Body frame; A mounting plate installed in the main body frame and having a liquid crystal panel placed therein; A table mounted horizontally on the main frame of the upper plate; A solid-state imaging device camera connected to the table so as to be movable up, down, left, and right and corresponding to the number and interval of liquid crystal injection holes of the liquid crystal panel; Vertical and horizontal micrometers disposed between the commercial solid state imaging device camera and the table to finely move the solid state imaging device camera vertically and horizontally; A zoom lens installed at a lower end of the solid state image pickup device camera to enlarge a liquid crystal injection hole at a predetermined magnification; And a computer on which a screen shot by the solid-state imaging device camera is enlarged and displayed, and a program for measuring a thickness of an encapsulant encapsulated in a liquid crystal injection hole is input.

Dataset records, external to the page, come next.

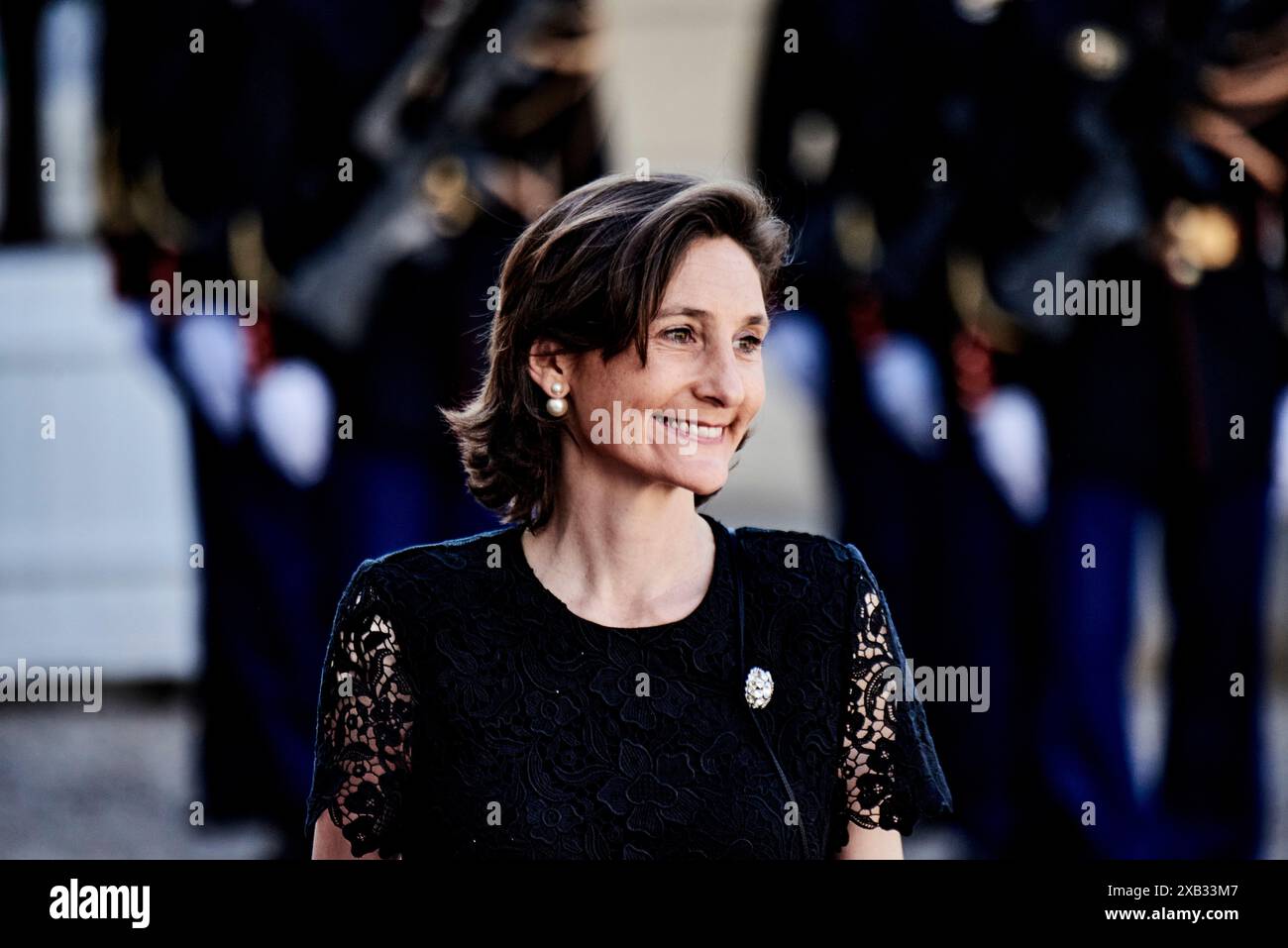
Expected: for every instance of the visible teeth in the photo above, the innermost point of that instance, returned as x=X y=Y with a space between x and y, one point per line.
x=686 y=428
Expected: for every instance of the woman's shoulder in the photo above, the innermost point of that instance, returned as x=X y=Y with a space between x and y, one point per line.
x=423 y=571
x=810 y=554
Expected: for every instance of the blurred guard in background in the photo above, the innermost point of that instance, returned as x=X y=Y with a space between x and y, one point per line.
x=943 y=156
x=368 y=165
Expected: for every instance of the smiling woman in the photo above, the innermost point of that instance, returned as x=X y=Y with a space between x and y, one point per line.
x=616 y=675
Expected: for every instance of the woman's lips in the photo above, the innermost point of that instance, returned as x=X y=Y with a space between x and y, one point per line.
x=702 y=434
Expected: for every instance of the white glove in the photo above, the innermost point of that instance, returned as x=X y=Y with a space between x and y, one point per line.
x=210 y=355
x=292 y=411
x=1010 y=434
x=903 y=384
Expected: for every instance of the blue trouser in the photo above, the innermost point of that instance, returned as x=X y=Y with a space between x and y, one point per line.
x=1210 y=798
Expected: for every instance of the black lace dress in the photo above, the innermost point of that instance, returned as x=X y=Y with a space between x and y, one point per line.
x=467 y=712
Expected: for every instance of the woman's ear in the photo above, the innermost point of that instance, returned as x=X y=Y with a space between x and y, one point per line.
x=548 y=364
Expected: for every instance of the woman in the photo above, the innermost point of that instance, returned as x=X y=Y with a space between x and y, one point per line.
x=614 y=674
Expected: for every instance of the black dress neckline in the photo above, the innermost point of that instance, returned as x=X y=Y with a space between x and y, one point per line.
x=702 y=614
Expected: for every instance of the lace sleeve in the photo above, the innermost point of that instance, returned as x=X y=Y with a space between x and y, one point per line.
x=889 y=775
x=366 y=706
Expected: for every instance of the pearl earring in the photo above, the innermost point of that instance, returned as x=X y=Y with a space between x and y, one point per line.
x=557 y=406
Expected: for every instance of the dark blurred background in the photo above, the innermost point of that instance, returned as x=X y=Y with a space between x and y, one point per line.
x=215 y=479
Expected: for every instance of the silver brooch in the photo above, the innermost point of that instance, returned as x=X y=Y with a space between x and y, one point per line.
x=760 y=686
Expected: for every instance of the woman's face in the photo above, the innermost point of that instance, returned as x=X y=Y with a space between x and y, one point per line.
x=703 y=365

The table is screwed to the ball screw, the ball screw is connected to the motor for the table, the table is moved horizontally along the axial direction of the rotating ball screw, A motor for automatically operating knobs for adjusting the magnification is installed in the zoom lens, a gear mounted to the shaft of the lens motor is engaged with the knob, and the motor for the lens is controlled by the operation of the computer. Sealing state inspection apparatus of the sealing agent for a liquid crystal display element characterized in that.